Actually its always better to wait, the BIGGEST mistake anyone can make is to make assumptions based upon what they THINK they know .
You're always better off listening to those with experience, who are working on a case.
<BBM for Focus>
RichKelly, I honor and respect your opinion, but I have to disagree with your last statement. The close to the vest investigative strategy of the 1970s being utilized by the Black Hawk County Sheriff's Office in the L & L investigation is likely the reason that this case has grown cold, imo. Although it has been over three years since their abductions/murders, the BHCSO refuses to release critical info to the public that could very well solve this case, imo. An aware citizenry is LE's most valuable investigative resource..
http://www.npr.org/2015/03/30/395069137/open-cases-why-one-third-of-murders-in-america-go-unresolved
If you're murdered in America, there's a 1 in 3 chance that the police won't identify your killer.

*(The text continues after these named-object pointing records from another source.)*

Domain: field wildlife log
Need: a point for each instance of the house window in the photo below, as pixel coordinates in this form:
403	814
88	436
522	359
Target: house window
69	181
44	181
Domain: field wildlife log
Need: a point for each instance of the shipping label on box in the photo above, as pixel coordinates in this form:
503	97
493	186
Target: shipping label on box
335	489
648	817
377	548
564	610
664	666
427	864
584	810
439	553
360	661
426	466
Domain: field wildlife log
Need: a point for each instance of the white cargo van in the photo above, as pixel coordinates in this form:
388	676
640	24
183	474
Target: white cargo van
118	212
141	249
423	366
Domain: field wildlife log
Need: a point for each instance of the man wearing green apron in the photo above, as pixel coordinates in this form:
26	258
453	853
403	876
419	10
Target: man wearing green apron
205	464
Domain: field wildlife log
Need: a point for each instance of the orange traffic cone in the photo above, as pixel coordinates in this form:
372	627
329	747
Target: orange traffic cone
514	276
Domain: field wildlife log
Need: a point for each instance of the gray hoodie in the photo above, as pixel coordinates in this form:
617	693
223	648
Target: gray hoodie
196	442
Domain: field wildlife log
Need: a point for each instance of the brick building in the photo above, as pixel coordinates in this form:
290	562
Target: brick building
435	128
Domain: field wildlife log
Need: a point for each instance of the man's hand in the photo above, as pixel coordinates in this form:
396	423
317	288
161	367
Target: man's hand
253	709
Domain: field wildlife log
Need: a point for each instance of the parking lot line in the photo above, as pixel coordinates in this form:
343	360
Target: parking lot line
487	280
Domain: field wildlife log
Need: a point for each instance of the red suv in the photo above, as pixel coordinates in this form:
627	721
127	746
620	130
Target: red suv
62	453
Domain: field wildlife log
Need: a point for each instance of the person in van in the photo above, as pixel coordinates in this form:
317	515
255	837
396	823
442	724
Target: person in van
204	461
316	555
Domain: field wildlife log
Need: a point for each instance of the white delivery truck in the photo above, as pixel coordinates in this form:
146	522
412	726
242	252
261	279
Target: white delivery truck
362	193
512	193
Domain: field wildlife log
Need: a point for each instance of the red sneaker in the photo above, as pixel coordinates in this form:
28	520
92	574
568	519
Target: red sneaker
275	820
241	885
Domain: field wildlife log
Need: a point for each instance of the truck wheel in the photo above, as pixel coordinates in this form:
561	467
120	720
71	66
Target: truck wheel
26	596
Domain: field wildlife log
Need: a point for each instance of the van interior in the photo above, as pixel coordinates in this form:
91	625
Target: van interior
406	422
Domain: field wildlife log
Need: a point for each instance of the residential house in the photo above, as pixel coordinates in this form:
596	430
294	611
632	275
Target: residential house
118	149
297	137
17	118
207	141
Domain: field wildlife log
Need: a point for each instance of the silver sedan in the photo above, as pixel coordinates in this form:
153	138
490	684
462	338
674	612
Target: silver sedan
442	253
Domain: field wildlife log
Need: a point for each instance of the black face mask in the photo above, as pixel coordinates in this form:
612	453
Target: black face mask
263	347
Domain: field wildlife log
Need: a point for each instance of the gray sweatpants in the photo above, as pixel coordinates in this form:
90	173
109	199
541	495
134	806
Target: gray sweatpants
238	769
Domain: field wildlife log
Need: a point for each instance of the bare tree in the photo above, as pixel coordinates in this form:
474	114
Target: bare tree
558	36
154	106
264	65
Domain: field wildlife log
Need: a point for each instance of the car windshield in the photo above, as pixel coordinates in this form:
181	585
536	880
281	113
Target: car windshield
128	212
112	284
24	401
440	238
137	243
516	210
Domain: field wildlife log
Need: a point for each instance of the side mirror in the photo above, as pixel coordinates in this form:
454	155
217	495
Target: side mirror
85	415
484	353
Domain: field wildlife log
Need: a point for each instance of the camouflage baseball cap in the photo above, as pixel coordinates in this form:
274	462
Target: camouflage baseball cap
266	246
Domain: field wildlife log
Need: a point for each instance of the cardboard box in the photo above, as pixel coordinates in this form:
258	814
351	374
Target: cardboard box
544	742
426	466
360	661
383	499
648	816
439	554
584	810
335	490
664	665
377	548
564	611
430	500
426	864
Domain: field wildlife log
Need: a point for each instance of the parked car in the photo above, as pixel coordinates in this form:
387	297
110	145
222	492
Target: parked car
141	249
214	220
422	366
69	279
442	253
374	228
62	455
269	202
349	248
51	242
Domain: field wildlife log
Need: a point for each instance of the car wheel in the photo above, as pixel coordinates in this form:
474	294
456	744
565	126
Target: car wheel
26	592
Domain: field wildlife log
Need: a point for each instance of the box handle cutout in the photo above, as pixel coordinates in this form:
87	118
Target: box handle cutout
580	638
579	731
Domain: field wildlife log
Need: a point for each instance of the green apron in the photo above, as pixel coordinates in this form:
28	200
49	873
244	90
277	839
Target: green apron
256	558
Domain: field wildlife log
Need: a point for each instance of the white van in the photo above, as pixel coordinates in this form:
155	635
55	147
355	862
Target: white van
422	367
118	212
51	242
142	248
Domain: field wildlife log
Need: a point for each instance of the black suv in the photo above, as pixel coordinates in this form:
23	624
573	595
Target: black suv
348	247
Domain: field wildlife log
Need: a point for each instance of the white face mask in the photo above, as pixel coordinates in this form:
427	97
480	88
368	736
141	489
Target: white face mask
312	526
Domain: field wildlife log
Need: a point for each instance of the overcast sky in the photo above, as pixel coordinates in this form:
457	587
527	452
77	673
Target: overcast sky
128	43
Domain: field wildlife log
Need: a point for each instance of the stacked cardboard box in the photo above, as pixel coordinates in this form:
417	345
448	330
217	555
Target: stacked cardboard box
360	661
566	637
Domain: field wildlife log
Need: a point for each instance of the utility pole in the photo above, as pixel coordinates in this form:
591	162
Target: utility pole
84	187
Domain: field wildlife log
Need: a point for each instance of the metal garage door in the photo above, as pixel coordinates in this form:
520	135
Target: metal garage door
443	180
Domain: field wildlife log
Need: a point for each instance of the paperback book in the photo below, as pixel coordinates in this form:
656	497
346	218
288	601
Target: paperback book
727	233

Martin Kaste reported this audio story in two parts on Morning Edition and All Things Considered. Listen to Part 1 above. To hear Part 2, click the audio link below.

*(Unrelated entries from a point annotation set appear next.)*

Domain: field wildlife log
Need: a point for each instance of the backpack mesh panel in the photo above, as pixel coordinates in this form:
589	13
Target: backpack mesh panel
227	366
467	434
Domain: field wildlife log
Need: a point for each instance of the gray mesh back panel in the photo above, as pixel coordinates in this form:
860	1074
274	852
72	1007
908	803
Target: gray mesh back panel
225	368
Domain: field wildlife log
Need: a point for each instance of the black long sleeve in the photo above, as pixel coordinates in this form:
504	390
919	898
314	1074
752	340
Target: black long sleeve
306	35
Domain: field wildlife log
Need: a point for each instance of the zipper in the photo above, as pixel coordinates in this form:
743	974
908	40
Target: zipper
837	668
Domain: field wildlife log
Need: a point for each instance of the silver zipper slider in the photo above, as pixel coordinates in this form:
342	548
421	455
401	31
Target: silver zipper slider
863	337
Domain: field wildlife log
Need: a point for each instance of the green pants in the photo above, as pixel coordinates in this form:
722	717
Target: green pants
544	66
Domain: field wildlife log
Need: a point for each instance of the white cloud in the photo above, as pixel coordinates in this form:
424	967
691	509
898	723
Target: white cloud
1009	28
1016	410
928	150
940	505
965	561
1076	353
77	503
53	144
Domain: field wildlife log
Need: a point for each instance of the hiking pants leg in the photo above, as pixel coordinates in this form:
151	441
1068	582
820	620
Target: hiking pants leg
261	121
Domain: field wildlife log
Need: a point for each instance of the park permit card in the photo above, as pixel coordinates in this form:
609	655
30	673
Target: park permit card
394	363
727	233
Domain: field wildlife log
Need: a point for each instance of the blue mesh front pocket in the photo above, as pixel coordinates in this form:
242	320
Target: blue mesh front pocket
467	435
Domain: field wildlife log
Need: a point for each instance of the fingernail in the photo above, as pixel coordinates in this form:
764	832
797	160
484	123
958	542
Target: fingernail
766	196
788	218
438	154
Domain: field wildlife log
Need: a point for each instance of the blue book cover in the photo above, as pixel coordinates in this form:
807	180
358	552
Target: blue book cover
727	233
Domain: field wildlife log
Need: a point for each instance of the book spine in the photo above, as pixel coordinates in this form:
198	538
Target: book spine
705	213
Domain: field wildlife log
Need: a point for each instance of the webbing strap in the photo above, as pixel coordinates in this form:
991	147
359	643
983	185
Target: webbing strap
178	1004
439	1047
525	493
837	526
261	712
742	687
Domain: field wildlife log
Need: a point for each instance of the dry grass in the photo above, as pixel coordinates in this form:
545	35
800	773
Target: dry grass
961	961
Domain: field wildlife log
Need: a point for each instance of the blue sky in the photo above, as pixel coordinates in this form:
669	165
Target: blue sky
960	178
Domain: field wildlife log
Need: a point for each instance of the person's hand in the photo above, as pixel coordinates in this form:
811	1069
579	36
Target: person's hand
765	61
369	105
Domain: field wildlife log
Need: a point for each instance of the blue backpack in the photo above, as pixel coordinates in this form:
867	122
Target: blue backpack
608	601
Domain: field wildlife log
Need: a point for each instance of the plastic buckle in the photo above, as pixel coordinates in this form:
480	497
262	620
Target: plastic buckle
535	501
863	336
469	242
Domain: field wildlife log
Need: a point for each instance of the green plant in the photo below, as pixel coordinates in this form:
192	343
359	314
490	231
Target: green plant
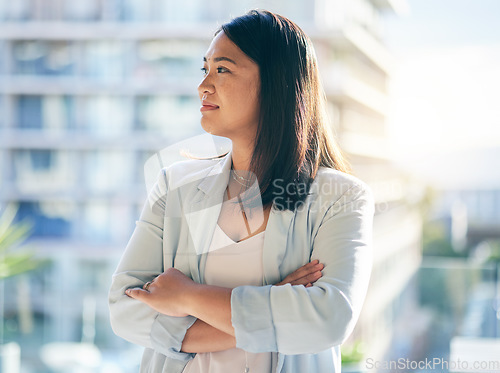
14	258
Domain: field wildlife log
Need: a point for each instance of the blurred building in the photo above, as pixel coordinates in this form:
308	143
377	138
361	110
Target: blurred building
90	89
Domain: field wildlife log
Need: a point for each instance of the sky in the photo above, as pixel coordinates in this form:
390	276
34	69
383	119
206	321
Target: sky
445	86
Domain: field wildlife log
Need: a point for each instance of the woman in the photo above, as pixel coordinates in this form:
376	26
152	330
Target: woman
259	260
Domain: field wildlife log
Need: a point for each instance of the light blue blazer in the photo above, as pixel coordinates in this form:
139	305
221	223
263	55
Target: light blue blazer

To use the FBI's terminology, the national "clearance rate" for homicide today is 64.1 percent. Fifty years ago, it was more than 90 percent.

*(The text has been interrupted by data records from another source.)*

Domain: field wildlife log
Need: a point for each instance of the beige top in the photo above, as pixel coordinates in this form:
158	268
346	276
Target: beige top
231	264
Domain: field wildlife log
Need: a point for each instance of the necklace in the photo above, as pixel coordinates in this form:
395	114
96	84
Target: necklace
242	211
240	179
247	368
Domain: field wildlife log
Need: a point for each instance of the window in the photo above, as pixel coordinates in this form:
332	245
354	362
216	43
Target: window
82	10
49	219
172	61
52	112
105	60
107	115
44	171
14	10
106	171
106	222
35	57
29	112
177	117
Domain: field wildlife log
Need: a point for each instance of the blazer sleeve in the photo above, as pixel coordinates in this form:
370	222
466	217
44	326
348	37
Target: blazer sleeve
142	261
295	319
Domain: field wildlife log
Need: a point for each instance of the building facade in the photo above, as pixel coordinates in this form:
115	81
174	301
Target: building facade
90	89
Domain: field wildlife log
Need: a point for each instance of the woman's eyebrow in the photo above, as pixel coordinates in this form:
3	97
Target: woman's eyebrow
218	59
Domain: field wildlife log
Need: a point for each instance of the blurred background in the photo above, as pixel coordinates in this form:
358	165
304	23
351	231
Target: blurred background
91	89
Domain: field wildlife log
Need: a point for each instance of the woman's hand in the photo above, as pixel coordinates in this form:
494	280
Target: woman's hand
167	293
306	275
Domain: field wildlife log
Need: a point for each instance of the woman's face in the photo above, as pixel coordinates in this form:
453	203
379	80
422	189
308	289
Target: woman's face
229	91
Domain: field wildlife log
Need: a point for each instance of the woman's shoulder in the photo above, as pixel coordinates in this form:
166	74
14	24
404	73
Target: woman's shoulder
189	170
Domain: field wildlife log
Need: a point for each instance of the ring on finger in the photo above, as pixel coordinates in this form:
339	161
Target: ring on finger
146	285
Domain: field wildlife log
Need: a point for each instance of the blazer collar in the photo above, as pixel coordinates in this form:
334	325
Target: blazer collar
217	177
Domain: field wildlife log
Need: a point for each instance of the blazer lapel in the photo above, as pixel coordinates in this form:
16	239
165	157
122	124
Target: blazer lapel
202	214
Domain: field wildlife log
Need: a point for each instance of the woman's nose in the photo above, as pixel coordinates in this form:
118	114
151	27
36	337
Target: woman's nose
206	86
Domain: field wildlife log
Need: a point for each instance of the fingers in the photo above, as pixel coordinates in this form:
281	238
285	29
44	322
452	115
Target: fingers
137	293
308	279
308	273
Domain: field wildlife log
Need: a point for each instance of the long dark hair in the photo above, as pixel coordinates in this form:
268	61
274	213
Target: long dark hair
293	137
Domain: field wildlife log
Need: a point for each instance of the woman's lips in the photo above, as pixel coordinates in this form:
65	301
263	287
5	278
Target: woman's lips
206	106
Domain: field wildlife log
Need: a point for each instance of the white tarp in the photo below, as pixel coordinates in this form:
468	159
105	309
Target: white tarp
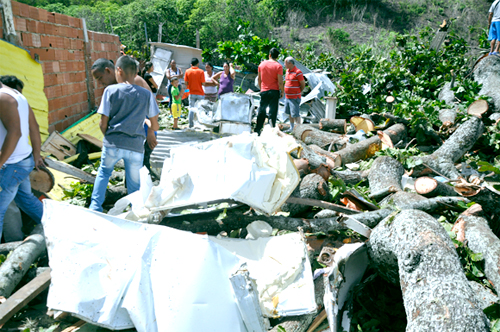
255	170
121	274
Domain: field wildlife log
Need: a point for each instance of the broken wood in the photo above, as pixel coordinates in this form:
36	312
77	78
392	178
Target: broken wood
58	146
481	239
20	260
478	108
312	186
414	250
323	139
23	296
385	173
447	117
334	125
42	180
443	159
70	170
367	148
91	140
430	187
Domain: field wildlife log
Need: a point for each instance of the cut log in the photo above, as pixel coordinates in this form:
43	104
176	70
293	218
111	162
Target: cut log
351	177
396	119
334	125
20	260
70	170
367	148
430	187
312	186
443	159
324	140
361	123
478	108
385	172
412	248
332	160
481	239
42	180
447	117
23	296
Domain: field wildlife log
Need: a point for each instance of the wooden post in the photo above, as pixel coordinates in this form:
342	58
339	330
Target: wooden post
9	29
88	65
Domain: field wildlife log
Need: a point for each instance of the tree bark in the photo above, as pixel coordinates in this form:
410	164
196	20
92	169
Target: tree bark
385	172
447	117
414	249
443	159
312	186
367	148
334	125
324	140
19	262
481	239
430	187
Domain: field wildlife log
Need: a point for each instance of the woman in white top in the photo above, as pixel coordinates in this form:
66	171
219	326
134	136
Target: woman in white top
210	86
171	72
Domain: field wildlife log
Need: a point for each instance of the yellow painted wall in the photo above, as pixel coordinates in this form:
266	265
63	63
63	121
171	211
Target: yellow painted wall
16	61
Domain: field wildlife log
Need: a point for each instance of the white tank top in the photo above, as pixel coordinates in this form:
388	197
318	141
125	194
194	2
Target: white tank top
23	148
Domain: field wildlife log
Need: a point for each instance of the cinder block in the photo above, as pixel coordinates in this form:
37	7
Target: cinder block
33	13
42	14
20	24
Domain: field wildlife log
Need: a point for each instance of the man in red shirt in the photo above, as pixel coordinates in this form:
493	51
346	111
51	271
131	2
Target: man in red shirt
294	84
194	79
271	89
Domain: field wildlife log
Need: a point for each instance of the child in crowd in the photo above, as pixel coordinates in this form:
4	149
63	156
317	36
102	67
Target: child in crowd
177	100
124	108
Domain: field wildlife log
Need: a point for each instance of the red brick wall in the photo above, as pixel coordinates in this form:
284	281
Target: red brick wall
57	42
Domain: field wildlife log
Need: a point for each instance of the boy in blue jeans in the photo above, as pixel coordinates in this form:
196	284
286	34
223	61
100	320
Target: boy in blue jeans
124	107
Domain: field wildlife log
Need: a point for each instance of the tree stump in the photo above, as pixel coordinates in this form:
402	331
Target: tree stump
414	249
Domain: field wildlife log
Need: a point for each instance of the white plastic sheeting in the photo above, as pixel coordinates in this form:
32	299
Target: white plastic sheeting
254	170
121	274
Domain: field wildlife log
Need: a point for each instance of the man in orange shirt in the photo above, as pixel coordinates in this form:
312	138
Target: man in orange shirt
195	80
270	80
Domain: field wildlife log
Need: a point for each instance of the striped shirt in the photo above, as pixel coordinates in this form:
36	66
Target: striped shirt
292	86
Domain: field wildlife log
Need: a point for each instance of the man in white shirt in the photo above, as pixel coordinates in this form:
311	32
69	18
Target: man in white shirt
494	27
17	157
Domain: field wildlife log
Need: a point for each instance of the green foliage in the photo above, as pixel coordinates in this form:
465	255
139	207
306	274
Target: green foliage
247	51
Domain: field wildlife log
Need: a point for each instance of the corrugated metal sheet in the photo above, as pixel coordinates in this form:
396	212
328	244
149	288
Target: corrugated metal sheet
88	125
168	139
16	61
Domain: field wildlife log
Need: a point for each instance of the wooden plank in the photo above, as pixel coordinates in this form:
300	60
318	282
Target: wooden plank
75	326
91	140
58	146
23	296
68	169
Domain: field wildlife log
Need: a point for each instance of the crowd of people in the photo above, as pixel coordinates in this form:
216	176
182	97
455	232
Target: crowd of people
129	119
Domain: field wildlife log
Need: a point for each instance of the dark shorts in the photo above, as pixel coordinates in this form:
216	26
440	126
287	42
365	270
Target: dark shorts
494	31
292	107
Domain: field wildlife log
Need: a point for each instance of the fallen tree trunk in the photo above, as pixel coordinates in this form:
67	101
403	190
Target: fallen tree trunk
430	187
312	186
19	262
413	249
367	148
310	135
481	239
447	117
385	172
335	125
443	159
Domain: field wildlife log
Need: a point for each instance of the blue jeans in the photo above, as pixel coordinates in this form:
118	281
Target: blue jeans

And that's worse than it sounds, because "clearance" doesn't equal conviction: It's just the term that police use to describe cases that end with an arrest, or in which a culprit is otherwise identified without the possibility of arrest — if the suspect has died, for example.
Criminologists estimate that at least 200,000 murders have gone unsolved since the 1960s, leaving family and friends to wait and wonder.